Normally we can get 6-12 decoys for each run. It is set to 24000 in
out experiments.
START_TEMPERATION and END_TEMPERATION are the
start temperature and stop temperature of the SA process, or the
highest and lowest temperatures of the replicas. They are set to be
50000 and 10 respectively in our experiment.
ANNEAL_STEPS decides
how many iterations to perform before exchanging replicas between
neighboring temperatures for replica exchange method. Suggested
values can be 240, 300, or 400.
We used some experimental
parameters to adjust the chance of sampling on different type of
secondary structures. The following parameters only work when the SS
option is chosen. We suggest you keep them unchanged.
STARTING_WEIGHTED_SIMULATION_STEP=7200
SIMULATION_WEIGHT_ALPHA=1
SIMULATION_WEIGHT_BETA=5
SIMULATION_WEIGHT_COIL=3
5) System reserved settings. Please do not change the following settings.
fragLen=5
libLen=100
interval=2
fragLibFile=./DATA/lib_100_z_5.txt
2. option*.txt
As mentioned above, the option*.txt
contains the parameters for the models. Please refer to the reference
for the details about the models.
Here, model=1 means CRFs model and model=2 means CNFs; order=1 means first-order CRFs/CNFs, order=2 means second-order CRFs/CNFs, and order=4 for second order CNFs with 2 layers neuron which is used for noSS only.

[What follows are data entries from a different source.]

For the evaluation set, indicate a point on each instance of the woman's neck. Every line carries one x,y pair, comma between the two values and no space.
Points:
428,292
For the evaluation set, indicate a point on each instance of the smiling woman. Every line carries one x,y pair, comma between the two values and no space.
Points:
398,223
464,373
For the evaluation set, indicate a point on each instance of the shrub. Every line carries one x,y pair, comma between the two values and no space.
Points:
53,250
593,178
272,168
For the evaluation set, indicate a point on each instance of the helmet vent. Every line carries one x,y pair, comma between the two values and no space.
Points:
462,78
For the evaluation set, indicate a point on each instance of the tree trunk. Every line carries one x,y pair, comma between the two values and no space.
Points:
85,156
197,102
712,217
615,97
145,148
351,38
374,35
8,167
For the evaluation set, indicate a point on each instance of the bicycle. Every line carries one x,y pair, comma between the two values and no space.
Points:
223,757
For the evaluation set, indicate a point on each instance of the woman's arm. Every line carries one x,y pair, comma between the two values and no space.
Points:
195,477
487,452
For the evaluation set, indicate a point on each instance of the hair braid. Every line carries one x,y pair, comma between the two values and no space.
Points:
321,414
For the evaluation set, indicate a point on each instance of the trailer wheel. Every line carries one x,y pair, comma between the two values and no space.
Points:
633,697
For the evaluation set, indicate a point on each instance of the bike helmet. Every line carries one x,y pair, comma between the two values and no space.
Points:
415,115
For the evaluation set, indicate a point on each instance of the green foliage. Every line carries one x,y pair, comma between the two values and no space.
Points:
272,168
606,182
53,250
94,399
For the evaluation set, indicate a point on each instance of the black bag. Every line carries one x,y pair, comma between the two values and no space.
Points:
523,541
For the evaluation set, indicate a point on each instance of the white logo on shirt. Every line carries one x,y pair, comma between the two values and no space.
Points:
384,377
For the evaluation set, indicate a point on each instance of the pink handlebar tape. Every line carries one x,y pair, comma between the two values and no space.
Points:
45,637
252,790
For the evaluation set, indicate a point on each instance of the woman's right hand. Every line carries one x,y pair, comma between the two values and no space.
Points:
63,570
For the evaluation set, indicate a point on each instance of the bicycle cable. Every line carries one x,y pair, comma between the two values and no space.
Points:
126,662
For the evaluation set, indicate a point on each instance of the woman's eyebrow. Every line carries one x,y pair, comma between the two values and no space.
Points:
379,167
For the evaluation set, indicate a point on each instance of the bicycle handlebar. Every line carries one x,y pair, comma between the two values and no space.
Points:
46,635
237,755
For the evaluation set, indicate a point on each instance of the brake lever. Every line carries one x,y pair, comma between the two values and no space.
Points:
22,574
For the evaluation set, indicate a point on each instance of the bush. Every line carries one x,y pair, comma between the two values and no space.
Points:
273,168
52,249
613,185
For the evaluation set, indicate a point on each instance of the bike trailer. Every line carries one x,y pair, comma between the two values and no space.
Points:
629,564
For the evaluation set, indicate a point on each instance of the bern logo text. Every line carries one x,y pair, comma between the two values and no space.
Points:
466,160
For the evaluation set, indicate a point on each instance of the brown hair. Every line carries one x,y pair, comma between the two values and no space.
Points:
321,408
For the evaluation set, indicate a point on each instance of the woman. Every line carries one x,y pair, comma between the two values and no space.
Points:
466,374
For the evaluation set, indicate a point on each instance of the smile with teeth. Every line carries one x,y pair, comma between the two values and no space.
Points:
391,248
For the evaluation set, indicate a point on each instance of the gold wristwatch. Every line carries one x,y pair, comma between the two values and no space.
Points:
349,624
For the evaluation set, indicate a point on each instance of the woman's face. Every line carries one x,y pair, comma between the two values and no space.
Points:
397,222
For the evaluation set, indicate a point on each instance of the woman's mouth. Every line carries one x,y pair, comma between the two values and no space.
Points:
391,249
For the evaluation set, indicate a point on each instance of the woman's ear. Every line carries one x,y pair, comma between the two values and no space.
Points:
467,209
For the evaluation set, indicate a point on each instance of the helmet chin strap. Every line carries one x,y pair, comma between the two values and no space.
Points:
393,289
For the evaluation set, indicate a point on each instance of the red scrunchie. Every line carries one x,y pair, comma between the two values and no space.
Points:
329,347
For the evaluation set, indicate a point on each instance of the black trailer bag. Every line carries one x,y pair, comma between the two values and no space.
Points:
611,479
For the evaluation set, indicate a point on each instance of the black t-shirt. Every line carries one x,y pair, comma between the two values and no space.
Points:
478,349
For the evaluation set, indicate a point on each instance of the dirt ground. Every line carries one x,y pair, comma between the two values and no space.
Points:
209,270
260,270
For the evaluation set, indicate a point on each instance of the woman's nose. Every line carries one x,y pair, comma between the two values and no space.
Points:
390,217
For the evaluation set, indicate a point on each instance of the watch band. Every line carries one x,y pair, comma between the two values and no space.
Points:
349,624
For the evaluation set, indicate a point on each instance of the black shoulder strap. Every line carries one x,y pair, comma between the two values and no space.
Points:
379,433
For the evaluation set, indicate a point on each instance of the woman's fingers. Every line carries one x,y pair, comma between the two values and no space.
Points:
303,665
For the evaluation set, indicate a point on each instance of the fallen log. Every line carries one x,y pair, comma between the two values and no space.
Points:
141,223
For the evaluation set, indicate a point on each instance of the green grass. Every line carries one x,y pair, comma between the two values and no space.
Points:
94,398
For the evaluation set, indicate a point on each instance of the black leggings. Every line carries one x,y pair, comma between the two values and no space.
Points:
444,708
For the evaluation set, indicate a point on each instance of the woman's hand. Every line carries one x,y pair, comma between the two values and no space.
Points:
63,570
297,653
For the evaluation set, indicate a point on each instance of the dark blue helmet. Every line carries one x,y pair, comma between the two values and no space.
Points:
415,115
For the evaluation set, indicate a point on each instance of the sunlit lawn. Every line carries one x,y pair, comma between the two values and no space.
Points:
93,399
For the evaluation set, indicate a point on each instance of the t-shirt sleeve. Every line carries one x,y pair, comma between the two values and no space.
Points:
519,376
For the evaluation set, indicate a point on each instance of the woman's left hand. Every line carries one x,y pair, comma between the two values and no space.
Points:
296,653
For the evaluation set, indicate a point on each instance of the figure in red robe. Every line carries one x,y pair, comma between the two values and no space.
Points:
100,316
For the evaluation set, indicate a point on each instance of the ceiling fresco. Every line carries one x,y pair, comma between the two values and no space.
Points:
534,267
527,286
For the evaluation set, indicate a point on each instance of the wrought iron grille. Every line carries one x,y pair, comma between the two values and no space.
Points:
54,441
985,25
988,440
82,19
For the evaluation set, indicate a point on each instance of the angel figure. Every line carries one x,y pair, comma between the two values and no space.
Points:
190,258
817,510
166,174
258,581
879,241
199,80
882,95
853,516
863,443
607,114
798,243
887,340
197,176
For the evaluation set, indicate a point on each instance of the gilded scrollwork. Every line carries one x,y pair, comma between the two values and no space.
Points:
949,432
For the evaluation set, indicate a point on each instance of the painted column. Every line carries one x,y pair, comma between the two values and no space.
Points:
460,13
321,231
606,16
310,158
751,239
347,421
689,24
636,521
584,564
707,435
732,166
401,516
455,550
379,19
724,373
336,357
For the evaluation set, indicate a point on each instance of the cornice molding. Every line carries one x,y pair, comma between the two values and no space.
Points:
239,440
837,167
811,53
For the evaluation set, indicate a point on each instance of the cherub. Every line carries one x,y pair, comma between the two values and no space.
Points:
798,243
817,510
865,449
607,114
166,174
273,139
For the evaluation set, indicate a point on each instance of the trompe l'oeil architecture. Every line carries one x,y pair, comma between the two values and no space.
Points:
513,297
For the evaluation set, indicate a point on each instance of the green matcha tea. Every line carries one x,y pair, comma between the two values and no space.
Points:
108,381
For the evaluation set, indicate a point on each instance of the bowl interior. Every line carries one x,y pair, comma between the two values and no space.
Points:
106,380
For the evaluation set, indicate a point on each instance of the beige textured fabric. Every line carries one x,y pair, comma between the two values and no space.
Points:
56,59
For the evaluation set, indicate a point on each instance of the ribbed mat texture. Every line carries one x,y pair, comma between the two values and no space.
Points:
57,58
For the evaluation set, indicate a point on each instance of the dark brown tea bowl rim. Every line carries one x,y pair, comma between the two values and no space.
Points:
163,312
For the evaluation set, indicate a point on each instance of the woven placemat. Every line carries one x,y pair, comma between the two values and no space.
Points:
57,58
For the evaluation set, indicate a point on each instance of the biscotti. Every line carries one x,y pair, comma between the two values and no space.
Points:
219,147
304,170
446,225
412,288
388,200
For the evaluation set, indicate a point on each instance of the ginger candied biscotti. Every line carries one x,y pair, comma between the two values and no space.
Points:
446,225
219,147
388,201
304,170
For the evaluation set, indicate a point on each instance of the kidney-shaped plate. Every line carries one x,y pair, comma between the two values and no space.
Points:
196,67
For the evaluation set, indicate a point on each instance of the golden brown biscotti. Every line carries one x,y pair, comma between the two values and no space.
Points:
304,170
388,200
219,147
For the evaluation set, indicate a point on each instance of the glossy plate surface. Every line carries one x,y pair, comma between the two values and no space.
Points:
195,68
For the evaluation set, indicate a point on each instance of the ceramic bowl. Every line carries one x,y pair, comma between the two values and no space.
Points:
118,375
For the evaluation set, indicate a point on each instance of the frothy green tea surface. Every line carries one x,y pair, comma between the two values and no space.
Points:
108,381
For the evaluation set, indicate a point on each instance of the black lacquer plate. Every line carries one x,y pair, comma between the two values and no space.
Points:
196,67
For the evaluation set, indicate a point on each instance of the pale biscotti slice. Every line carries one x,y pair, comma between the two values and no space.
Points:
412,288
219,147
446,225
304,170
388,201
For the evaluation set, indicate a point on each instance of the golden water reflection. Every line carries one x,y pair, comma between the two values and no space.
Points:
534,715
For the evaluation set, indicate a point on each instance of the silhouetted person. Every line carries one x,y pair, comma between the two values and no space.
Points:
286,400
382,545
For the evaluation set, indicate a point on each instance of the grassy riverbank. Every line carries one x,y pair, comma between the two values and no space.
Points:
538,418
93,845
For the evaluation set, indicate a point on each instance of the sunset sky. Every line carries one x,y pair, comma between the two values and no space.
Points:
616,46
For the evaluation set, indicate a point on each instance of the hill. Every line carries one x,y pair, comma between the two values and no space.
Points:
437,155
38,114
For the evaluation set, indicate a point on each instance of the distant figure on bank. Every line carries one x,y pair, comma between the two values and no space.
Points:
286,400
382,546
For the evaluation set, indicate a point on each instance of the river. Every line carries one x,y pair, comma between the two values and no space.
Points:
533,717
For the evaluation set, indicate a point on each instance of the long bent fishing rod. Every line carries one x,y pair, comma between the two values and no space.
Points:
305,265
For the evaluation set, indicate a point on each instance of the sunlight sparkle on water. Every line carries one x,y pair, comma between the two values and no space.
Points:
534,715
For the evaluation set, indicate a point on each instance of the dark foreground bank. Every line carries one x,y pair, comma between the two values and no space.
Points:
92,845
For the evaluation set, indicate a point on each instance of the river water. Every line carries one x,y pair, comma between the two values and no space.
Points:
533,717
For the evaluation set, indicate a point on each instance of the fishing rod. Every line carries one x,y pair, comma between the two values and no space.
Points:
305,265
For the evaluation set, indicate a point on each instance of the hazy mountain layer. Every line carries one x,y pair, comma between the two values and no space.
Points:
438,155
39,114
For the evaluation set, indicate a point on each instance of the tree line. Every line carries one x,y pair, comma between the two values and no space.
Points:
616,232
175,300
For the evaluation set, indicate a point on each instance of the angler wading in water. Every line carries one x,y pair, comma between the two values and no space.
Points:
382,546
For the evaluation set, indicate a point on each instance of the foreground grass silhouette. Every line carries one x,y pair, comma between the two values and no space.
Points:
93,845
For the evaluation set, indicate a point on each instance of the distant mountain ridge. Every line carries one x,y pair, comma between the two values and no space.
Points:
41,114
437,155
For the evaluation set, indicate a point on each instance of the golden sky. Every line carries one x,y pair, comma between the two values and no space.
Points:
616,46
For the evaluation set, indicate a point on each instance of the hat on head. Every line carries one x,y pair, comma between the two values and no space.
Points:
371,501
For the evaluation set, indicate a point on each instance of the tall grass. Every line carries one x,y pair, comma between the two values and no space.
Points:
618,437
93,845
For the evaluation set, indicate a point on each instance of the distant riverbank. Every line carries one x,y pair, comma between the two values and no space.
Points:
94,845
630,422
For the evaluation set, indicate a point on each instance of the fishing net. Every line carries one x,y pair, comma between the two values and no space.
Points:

Different combination of the model/order requires different model file(model_file) and label mapping file(cnf_label_file).
We have enclosed in the package 5 model files: modelCRFo1.dat (used when model=1 and order=1), modelCRFo2.dat (used when model=1 and order=2), modelCNFo1.dat (for model=2 and order=1), modelCNFo2.dat (for model=2 and order=2), and modelCNFnoSS.dat (for model=2 and order=4).
The
label file (cnf_label_file) should be set to cnf_label_SS_1.dat for
1st order CNFs model, and cnf_label_SS_2.dat for 2nd order
CNFs model. Please note that no label mapping file is needed for CRFs
models.
REFERENCES
1. Fragment-free Approach to Protein Folding Using
Conditional Neural Fields, Feng Zhao, Jian Peng and Jinbo Xu, The
Eighteenth Annual International Conference on Intelligent System for
Molecular Biology (ISMB2010), Bioinformatics. 2010 June 15;
26(12):i310-i317; doi:10.1093/bioinformatics/btq193
2. A
probabilistic and continuous model of protein conformational space
for template-free modeling, Feng Zhao, Jian Peng, Joe Debartolo, Karl
F. Freed, Tobin R. Sosnick, Jinbo Xu. Journal of Computational
Biology. June 2010, 17(6): 783-798. doi:10.1089/cmb.2009.0235.
3.
Discriminative Learning for Protein Conformation Sampling, Feng Zhao,
ShuaiCheng Li, Beckett W. Sterner and Jinbo Xu, PROTEINS: Structure,
Function and Bioinformatics, 2008;73(1):228-240.